This Spring, we discovered that a family of squirrels were living under our deck. We counted 5 tiny baby squirrels and as they began to explore the yard, the pond, and the planting barrels at the edge of the deck, we took pictures and left peanuts and strawberries for the babies and cooed when they came out and nibbled our treats. As I’ve mentioned before, we are weak links on the food chain. If something is hungry or even looks a little scrawny or just plain cute, we feed it. It’s a bad habit. We know it, but we can’t seem to help it.
So, they got bigger as babies do and they became more brave and then … they began to mow. everything. down.
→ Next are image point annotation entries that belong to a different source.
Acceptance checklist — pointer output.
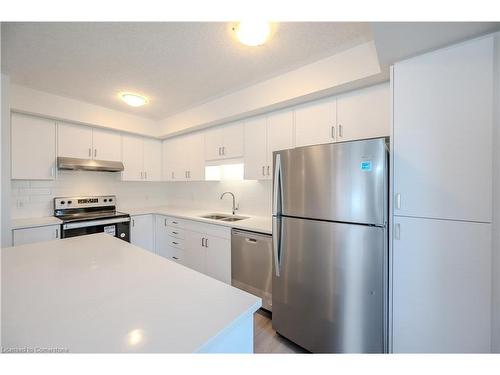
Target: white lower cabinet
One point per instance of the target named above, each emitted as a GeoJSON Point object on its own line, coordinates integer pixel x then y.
{"type": "Point", "coordinates": [36, 234]}
{"type": "Point", "coordinates": [205, 248]}
{"type": "Point", "coordinates": [142, 231]}
{"type": "Point", "coordinates": [441, 286]}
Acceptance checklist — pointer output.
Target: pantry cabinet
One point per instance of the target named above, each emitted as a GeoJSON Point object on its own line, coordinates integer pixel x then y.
{"type": "Point", "coordinates": [33, 148]}
{"type": "Point", "coordinates": [364, 113]}
{"type": "Point", "coordinates": [142, 230]}
{"type": "Point", "coordinates": [263, 136]}
{"type": "Point", "coordinates": [141, 159]}
{"type": "Point", "coordinates": [85, 142]}
{"type": "Point", "coordinates": [224, 142]}
{"type": "Point", "coordinates": [25, 236]}
{"type": "Point", "coordinates": [315, 123]}
{"type": "Point", "coordinates": [443, 107]}
{"type": "Point", "coordinates": [441, 286]}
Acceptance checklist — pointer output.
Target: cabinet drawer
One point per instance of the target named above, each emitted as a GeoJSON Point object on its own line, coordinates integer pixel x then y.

Marigolds, purple petunias, red begonias … all my early summer plantings have been demolished. Seriously, they ate the marigolds! The deer don’t even eat the marigolds. Those are supposed to be ‘safe’ flowers because they are kind of stinky.
So, I did what any writer would do and turned to my bookcase. What the heck can I do to get these cute creatures to stop eating all my pretty flowers? I read Squirrel Wars, a book that my Mom had given Stephen a few years ago and that basically told me I should learn to live with them.
I remembered my neighbor said he used to trap them and release them on the Air Force Academy. Of course, he and his trap have moved to North Carolina, so that’s not much help right now.
I turned to the Internet and read that hot pepper may burn their eyes and paws, so I am uncomfortable with that. I read some people shoot them with a pellet gun, but I can’t even imagine doing anything like that. I read that cats will chase them off, but I live in coyote territory and would prefer to keep my kitties safe in the house.
So, I’ve resorted to bribing them.
Here’s my plan: if I leave apple cores and watermelon rinds and strawberry tops on the dirt in one of the barrels each day, then will you please leave my flowers alone?
I’ll keep you posted.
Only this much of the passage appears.